Pidge snorts, half-amused and half-irritated by the reminder. “So you’re saying you want me to…express as little interest in possible?”

“Oh, no, _please_ be interested in what he says!” Allura tells her. “Just don’t be interested in _him_.”

Pidge stares at her, no less confused about her intent than when they first broached the topic, but shrugs and says, “Okay…I’m a genius”—though not with people—”so how hard can it really be?”

* * *

Pidge _literally_ glows on the arm of the king of Barsina.

Threads of colored light line the most bizarre dress Lance has ever laid eyes on, illuminating her in a rainbow. She stares down at herself more than at her escort, and he recognizes the fascination in her wide-eyed gaze.
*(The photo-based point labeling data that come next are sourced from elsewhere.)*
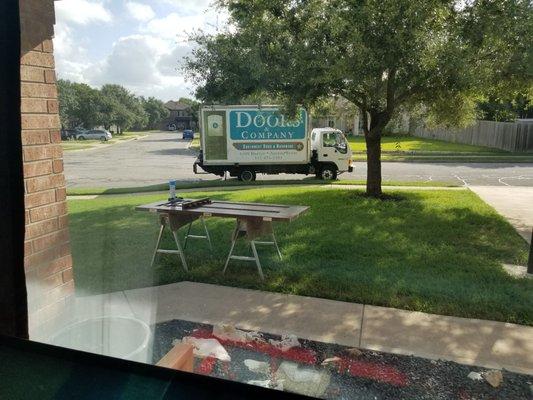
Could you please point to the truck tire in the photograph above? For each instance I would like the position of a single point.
(328, 173)
(247, 175)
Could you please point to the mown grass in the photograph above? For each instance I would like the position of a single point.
(404, 143)
(235, 182)
(432, 251)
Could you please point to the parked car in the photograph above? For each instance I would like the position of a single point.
(68, 134)
(188, 134)
(95, 134)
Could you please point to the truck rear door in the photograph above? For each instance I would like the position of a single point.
(215, 136)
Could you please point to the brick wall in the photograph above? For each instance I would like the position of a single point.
(48, 262)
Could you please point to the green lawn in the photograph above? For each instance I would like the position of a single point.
(405, 143)
(432, 251)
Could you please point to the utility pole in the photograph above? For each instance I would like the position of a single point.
(530, 261)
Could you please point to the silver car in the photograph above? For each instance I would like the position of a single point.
(94, 134)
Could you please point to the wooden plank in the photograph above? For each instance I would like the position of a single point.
(180, 357)
(275, 212)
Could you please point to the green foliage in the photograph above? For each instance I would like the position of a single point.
(381, 55)
(195, 106)
(377, 54)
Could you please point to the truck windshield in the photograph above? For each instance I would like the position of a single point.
(335, 139)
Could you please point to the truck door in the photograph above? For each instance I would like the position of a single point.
(327, 151)
(215, 141)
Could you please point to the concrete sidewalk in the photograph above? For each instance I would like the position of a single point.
(514, 203)
(468, 341)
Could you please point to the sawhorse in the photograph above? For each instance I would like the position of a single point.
(175, 222)
(251, 229)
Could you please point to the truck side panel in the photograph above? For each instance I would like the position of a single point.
(253, 136)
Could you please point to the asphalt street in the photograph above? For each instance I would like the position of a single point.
(162, 156)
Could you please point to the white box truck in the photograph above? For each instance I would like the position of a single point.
(246, 140)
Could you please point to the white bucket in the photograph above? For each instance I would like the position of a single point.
(120, 337)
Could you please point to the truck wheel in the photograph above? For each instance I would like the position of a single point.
(328, 173)
(247, 175)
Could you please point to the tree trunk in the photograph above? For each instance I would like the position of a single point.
(373, 164)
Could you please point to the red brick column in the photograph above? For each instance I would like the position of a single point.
(48, 262)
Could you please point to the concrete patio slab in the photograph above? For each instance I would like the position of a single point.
(477, 342)
(467, 341)
(306, 317)
(514, 203)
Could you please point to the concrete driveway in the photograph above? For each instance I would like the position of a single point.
(514, 203)
(161, 156)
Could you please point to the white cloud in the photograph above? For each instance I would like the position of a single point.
(70, 56)
(82, 12)
(145, 64)
(174, 26)
(189, 7)
(139, 11)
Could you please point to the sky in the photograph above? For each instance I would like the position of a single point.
(138, 44)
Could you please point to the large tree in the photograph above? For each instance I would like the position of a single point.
(381, 55)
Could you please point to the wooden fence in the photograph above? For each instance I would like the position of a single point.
(510, 136)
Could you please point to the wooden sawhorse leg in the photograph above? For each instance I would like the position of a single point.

And her lack of interest in King Thurar soothes the jealousy sitting hotly in his stomach, though it fails to recede entirely.

Not until Pidge parts from King Thurar and makes a beeline for where he stands with Keith and Hunk.

“Nice dress,” Keith comments dryly.

Pidge rolls her eyes at him but mumbles her thanks when Hunk passes her a drink. She pushes the streamer falling over her shoulder away from her face and sips. “What have you been up to?”

“Hunk danced with Minister Lirnem,” Keith offers with a snicker.

“She’s a very spry dancer for her age,” Hunk says diplomatically.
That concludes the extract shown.